A formal announcement is expected soon with World Snooker chairman Barry Hearn having flown to China for the Shanghai Masters final.

But Inside Snooker understands that this week’s negotiations should result in a new two-year deal for the city to host one of the biggest tournaments on the calendar.

That news, if confirmed, will be of little surprise but greeted with enthusiasm in many quarters, as in most key respects everyone involved from the national and world governing bodies, sponsors, promoters, governmental Shanghai Sports Bureau and event organisers make the Shanghai Masters a tournament to be held up as an example of how it should be done.

Shanghai were one of the three ranking tournaments along with Australia and the World Championships that did not want to fall into line with Hearn’s vision of all players in at the 128-man stage. And Inside Snooker is sticking to its prediction made a week ago that the format will remain the same, with a draw of 32 including 16 seeds through to the venue, 16 qualifiers, and eight Chinese wildcards.

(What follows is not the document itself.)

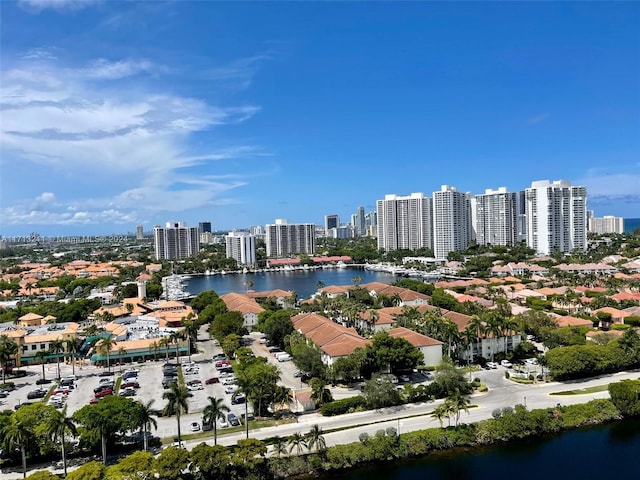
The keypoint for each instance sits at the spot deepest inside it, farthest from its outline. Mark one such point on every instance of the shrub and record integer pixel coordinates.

There is an inconsistency, and the wildcards in particular appear obsolete but if the alternative was to lose a top-class tournament and good prize-money from the schedule, the thinking can be understood. This year's final featured Stuart Bingham and Mark Allen, pictured, guaranteeing an eighth different winner from the eight stagings.

The only problem this year has been the playing conditions in the humidity, also affected by the air conditioning going on and off – but that improved markedly once the event got down to one table in the main arena on the Saturday and the associated re-clothing.